In this footage released by the state-run Korean Central Television, North Korean leader Kim Jong-un appears wearing a mask in public for the first time at a Thursday meeting of the ruling Workers' Party Politburo in Pyongyang. [YONHAP]

In this footage released by the state-run Korean Central Television, North Korean leader Kim Jong-un appears wearing a mask in public for the first time at a Thursday meeting of the ruling Workers' Party Politburo in Pyongyang. [YONHAP]

 
North Korea has identified its first ever cases of Covid-19.  
 
A report Thursday by state-run news agency Korea Central News Agency (KCNA) said that cases of the Omicron variant had been found in the capital Pyongyang.
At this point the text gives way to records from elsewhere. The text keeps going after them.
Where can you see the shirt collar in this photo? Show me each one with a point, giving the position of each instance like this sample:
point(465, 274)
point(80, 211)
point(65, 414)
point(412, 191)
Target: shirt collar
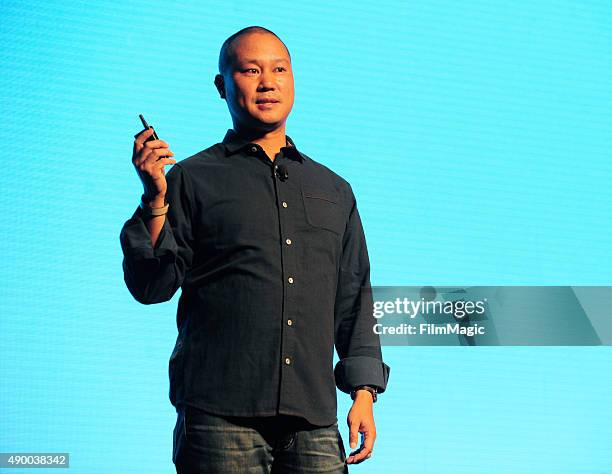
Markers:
point(234, 142)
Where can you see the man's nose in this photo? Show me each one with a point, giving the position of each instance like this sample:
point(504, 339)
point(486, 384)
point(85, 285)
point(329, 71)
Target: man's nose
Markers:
point(266, 81)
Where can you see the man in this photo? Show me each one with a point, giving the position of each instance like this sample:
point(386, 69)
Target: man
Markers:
point(268, 248)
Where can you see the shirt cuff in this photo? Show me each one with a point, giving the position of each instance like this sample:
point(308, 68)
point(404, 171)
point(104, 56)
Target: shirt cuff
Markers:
point(361, 370)
point(136, 240)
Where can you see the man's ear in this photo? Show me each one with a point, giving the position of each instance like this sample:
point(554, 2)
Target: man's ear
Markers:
point(220, 85)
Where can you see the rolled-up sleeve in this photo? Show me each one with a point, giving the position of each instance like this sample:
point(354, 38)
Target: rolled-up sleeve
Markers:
point(358, 346)
point(153, 274)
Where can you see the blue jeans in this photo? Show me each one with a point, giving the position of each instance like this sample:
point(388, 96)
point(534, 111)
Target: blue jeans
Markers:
point(207, 443)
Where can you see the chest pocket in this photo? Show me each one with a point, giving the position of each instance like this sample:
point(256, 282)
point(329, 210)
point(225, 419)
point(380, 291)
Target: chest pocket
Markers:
point(323, 210)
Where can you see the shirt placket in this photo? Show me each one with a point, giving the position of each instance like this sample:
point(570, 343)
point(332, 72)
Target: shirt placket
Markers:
point(286, 204)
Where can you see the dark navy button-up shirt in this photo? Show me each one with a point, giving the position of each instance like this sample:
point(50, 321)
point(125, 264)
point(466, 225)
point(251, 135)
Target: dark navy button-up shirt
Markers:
point(272, 262)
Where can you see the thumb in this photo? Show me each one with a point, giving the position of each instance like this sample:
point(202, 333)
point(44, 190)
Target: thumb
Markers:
point(353, 434)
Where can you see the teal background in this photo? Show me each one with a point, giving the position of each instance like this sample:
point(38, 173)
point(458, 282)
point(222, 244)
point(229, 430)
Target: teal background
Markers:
point(476, 136)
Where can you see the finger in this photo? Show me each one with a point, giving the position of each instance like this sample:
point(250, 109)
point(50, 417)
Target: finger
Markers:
point(159, 143)
point(367, 447)
point(153, 166)
point(153, 155)
point(353, 434)
point(142, 136)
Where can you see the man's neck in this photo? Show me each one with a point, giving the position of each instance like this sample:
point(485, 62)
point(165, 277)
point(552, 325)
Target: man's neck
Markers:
point(271, 141)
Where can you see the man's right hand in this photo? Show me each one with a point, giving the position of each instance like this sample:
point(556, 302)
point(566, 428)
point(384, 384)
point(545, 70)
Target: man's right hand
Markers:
point(149, 165)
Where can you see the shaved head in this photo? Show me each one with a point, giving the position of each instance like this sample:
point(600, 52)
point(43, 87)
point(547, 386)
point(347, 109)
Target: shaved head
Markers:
point(227, 49)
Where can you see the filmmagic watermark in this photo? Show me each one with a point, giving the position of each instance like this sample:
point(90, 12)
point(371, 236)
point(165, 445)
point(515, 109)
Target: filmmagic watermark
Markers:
point(488, 315)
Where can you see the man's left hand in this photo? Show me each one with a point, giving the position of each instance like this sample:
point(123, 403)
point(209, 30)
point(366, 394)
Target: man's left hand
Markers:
point(361, 420)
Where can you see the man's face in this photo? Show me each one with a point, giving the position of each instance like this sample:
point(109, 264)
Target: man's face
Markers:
point(258, 82)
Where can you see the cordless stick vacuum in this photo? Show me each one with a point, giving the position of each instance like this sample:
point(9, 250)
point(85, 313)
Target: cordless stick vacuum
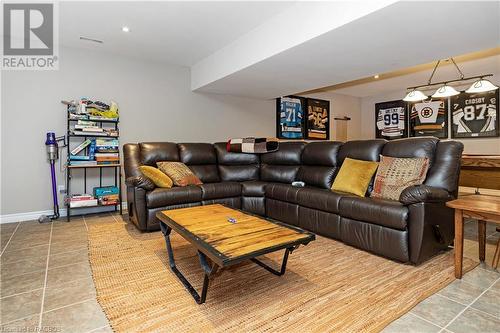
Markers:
point(53, 156)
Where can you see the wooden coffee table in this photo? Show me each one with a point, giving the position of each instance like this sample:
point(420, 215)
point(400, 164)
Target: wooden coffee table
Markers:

North Korea has not previously acknowledged any cases.
 
According to KCNA, samples collected from a group of people experiencing flu-like symptoms and fevers on Sunday tested positive for the highly contagious Omicron variant.  
 
In response, the regime declared a “state of maximum anti-disease measures,” with North Korean leader Kim Jong-un ordering strict restrictions on the movement of people in all cities and counties on Thursday and the distribution of medical supplies stockpiled in case of a Covid-19 emergency, KCNA reported.  
 
While North Korea repeatedly said since January 2020 that the country had detected zero cases of Covid-19 within its borders, its claims were doubted by outside observers.
 
In December 2020, the regime went so far as to blast South Korean Foreign Minister Kang Kyung-wha for saying it was “hard to believe” there were no Covid-19 cases in North Korea, calling the remark “impudent.”
 
Pyongyang has nevertheless prevented a major Covid-19 outbreak with extreme measures to seal itself off, including shutting its land borders with China, over which the bulk of the country’s trade is conducted.
 
Experts believe that the decision to go public with the discovery of Omicron infections could signal a desire for vaccine aid.
 
As recently as January, North Korea rejected, or responded in a lukewarm manner, to offers of vaccine support from various institutions.
 
Although the North was assigned 8.11 million doses of Covid-19 vaccines in March by the Covax Facility, the World Health Organization-led global Covid-19 vaccine-sharing mechanism, most of these were AstraZeneca vaccines, which apparently weren't appreciated in Pyongyang.
 
Last July, Gavi, the global public-private health partnership that increases poorer countries' access to immunization, said that North Korea was not complying with the administrative steps required for the delivery of Covax-allocated vaccines.

 
“The North Korean Ambassador to the UN Kim Song is said to have asked the UN what type of vaccines the organization was thinking of supporting Pyongyang with,” said a source. “He is said to have asked if it was going to be Pfizer or Moderna.”
 
Meanwhile, the ruling Korean Workers’ Party Politburo blamed the country’s anti-disease headquarters for “carelessness, laxity, irresponsibility and incompetence” in allowing the outbreak in Pyongyang, saying it “failed to respond sensitively” to rising Covid-19 cases in neighboring regions.
 
China, with which the North resumed rail trade earlier this year, is experiencing outbreaks of Covid-19 in major cities, with Shanghai under a weeks-long lockdown and Beijing faced with the prospect of similar restrictions.